Layer 2 or rollup systemsArbitrum ecosystemAccount abstractionCross-chain messagingFormal verificationCryptographic primitivesIndexers and blockchain data systemsTransaction simulationMEV-aware system designKey-management or signing infrastructureProtocol governance and upgrade operations

Strong Go or C++ engineers with production Solidity experience are welcome, but the role requires genuine interest in working deeply with Rust.

05 / First 90 days

Start with context. Finish with ownership.

Days 1–30

Map the system

  • Review contracts, services, trust assumptions, and operational risks.
  • Produce an architecture and threat-model assessment.
  • Identify the highest-leverage technical improvements.

Days 31–60

Raise the baseline

  • Improve testing, observability, and deployment controls.
  • Ship one meaningful contract or Rust infrastructure improvement.
  • Define engineering standards for critical protocol changes.

Days 61–90

Own the roadmap

  • Take responsibility for a major protocol area.
  • Align the team around a practical security and architecture roadmap.
  • Create a repeatable path from design to review to safe production release.

06 / Why this role

High leverage without the layers.

Direct ownership

Own decisions that would be divided across several teams at a larger company.

Hands-on scope

Move between protocol design, Rust services, security review, and production delivery.

Senior collaboration

Work directly with founders and experienced technical contributors.

Build the foundation

Set patterns that future engineers and protocol components will inherit.

07 / Process

A technical process with a clear purpose.

  1. 01

    Introductory call 25 minutes

    Context on the company, role, working model, and your goals.

  2. 02

    Previous-work deep dive 60 minutes

    Walk through a system you designed or shipped. We care about decisions, constraints, failures, and lessons.

  3. 03

    Protocol architecture session 75 minutes

    Collaboratively design a realistic system. No trivia and no puzzle-style algorithms.

  4. 04

    Final team conversation 45 minutes

    Align on scope, expectations, communication, and mutual fit.

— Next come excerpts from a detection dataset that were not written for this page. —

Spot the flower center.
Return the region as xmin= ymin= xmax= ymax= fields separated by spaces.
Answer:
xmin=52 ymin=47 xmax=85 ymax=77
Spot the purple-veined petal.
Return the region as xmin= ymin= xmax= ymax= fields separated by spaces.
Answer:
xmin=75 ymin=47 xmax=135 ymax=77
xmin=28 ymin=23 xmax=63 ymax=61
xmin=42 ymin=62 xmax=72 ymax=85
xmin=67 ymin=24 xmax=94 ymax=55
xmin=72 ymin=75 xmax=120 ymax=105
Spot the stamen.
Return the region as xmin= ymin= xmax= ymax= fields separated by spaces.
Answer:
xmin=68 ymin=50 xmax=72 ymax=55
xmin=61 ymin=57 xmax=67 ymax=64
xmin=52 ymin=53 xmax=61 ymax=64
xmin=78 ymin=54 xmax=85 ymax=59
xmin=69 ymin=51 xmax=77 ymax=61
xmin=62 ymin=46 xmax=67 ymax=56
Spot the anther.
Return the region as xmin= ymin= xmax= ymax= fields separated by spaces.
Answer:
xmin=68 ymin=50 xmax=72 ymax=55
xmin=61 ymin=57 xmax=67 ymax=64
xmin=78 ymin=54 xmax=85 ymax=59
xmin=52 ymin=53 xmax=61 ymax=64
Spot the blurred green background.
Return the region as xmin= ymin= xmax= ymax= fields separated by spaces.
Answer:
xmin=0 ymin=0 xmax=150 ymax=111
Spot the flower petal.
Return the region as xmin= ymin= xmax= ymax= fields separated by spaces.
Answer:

We aim to provide a clear decision shortly after the final conversation.

08 / Apply

Show us what you have built.

A concise application is enough. A repository, audit report, technical article, contract address, or architecture write-up is more useful than a long cover letter.

We use this information only to evaluate your application. We do not request wallet addresses, identity documents, financial information, or demographic data at this stage.

Apply by email

FAQ

Frequently asked questions

Is this a role at Robinhood?

No. This is a role at an independent startup building on public blockchain infrastructure. We do not claim employment, affiliation, partnership, or endorsement by Robinhood.

What is the company building?

An onchain protocol and infrastructure platform for the lifecycle of blockchain products. Qualified candidates receive a deeper product and architecture brief during the introductory process.

Is the role hands-on?

Yes. The engineer will define architecture and also write, test, review, and operate critical production code.

Is Rust mandatory?

Practical Rust experience is strongly preferred. Exceptional engineers with deep production experience in Go or C++ may be considered when they also have substantial Solidity expertise and are prepared to work deeply in Rust.

Can agencies submit candidates?

Direct applications are preferred. Agency submissions are considered only with prior written agreement.